COUNTRYWIDE GETS CLOSER TO CONSUMERS



Marketers do not invest as high a proportion of their budgets in PR as

they might because there is not a huge amount of evidence to explain how

public relations influences consumer behaviour.



To address this problem, Countrywide Porter Novelli has set up a

research programme, Closer to the Consumer (CttC).



’We still do not believe that consumer PR has as much credibility as

sister services such as advertising,’ says Countrywide director Nick

Hindle.



’The thing that everyone has missed out on in PR is really understanding

the consumer, and that’s the critical first stage.’



With CttC, Countrywide is trying to lay foundations that will help in

future campaign planning and development for those clients that market

to the consumer. The initiative is centred on research among a

520-strong panel, created to be representative of the UK adult

population as a whole.



The results of the first tranche of research were unveiled in early

June.



However, the intention is to carry out further research every six months

which will help explore new issues, track the effectiveness of PR

techniques and campaigns, and identify shifts in attitude or

behaviour.



According to Hindle: ’Each tranche of research will have inherent value.

But the real value will be over time.’ Among the findings of the first

wave of research were: 31% of people who saw an advertorial which ran in

women’s magazines (for Dove deodorant) reported a more positive view of

the product; only 3% felt more negative.



Also, 13% of people who saw a British Airways half-price voucher offer

run on the pages of a national newspaper felt more positive toward the

airline (and one in four people who saw the offer said they would try to

collect the vouchers).



Surprisingly, 10% of consumers felt more negatively toward the airline

having seen the promotion, either believing the airline must be

under-performing to offer such a good deal, or feeling resentment that

even with the discount they couldn’t afford to take part.

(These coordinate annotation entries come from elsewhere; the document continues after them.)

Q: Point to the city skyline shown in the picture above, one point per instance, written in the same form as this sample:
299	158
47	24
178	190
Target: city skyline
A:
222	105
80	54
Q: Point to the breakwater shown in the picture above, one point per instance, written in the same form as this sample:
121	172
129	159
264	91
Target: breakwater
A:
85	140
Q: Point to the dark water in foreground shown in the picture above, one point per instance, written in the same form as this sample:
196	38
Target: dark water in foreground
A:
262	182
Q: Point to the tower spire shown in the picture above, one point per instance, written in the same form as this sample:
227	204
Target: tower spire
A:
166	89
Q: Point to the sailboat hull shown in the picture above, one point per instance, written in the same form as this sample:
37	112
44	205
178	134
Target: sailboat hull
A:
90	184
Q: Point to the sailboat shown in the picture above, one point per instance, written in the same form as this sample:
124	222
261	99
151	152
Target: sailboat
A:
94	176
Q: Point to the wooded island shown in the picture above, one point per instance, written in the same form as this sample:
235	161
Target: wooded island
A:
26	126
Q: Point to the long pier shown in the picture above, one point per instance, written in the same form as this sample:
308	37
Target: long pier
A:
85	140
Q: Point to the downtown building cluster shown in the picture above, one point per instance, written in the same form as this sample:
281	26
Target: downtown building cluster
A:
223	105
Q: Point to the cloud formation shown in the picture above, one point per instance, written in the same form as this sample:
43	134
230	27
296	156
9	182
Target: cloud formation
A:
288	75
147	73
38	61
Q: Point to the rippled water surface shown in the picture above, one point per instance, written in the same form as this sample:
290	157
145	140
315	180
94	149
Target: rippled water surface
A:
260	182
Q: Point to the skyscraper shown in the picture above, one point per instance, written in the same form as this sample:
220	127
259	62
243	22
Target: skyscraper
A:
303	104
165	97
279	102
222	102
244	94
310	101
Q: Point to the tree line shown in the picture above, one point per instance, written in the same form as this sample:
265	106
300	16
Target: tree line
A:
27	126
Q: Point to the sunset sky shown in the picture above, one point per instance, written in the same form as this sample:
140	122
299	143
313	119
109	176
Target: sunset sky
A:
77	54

However, only 1% felt more negative about a cut-out coupon offer for

free pancakes at McDonald’s that appeared in local newspapers, while 29%

felt more positive.



Of those who saw media coverage on genetically-modified foods, 75% said

they intended to avoid them; 45% said they had a more negative view of

GM foods after the coverage.



In addition, 15% who saw coverage of the ’supermarket wars’ said they

intended to swap their supermarket.



Only 47% of the panel said they bought a newspaper every day, while one

in eight claimed ’never’ to buy a newspaper.



But 29% of the panel said they read their regional newspaper.



Only four magazines were read by one in ten of the panel or more: Bella,

Take a Break (11% each), Hello! and Sky TV Guide (10% each).